Tuesday, February 12, 2008

Talking Health Care

I've been trying to pull together some resources for comparing Senator Obama's and Senator Clinton's health care reform plans.  First, here are the links to the plans themselves:



All analyses I've read say the key differetiator between the plans is the mandate Senator Clinton places on all individuals to get health insurance; Senator Obama only mandates that children be insured.  Everyone agrees that Senator Clinton's plan will insure more people and cost more than Senator Obama's, though there is little agreement on how many more people or how much more money.  Paul Krugman of the New York Times thinks that Senator Clinton's plan is well worth the added expense; he figures that it will cover many more people at only a slightly higher cost.  Timothy Noah from Slate thinks Hillary's mandate will make her plan unsalable to voters.  The Wall Street Journal agrees with Noah, although I don't expect them to support any health care reform package when it is brought before Congress.

Health08.org has a point-by-point comparison of the plans, which verifies that the mandate is the key differentiator.
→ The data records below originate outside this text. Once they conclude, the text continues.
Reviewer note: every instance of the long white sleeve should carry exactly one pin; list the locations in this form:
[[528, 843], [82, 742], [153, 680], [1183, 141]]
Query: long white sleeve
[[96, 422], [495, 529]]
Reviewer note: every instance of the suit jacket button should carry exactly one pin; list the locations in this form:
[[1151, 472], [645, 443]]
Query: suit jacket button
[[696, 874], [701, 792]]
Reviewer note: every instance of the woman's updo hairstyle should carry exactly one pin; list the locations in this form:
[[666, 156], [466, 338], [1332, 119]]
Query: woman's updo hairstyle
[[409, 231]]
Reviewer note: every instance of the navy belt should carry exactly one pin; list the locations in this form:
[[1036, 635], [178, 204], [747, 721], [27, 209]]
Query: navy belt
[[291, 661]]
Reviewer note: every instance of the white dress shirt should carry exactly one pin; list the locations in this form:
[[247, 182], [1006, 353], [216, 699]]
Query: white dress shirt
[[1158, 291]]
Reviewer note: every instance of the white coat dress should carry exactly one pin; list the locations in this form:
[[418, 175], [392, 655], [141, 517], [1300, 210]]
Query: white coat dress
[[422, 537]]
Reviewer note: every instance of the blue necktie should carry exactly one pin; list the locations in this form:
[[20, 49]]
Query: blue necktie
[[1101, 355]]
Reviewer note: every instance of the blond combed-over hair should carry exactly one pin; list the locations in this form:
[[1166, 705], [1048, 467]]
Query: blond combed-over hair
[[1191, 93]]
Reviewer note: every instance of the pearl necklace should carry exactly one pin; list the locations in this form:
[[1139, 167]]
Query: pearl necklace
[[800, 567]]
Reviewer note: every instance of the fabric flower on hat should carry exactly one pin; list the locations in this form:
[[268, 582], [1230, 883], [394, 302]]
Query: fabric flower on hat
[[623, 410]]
With the two plans being so similar, we also have to consider the people who are proposing the reforms and the arguments they will use to achieve their aims.  Senator Obama says that his bipartisan approach will allow him to make changes that that Senator Clinton can't.  While I agree that Obama personally will be more able to reach across the aisle and engage Republicans, I believe that Senator Clinton is the one who is better framing the need for health care reform.  On her website, she emphasizes that her health care plan is good for small business.  I think this will be key to selling any proposals to Congress.  While the need to help the uninsured and underinsured in this country is undeniable, having that be the sole argument for change only allows reforms to be attacked with the "big-government entitlement" label.  Health care reform should be pursued as an economic and global competitiveness issue, for both small and big businesses.  We are losing jobs to overseas employeers, because health care costs here are too expensive.  GM now builds more cars in Ontario, where the unions are much stronger, than in Michigan, because Canada has national health care which makes labor there cheaper.  By enlisting the business community's help to lobby for lower health care costs, either Senator Obama or Senator Clinton could put together a broad coalition to fix our health care system.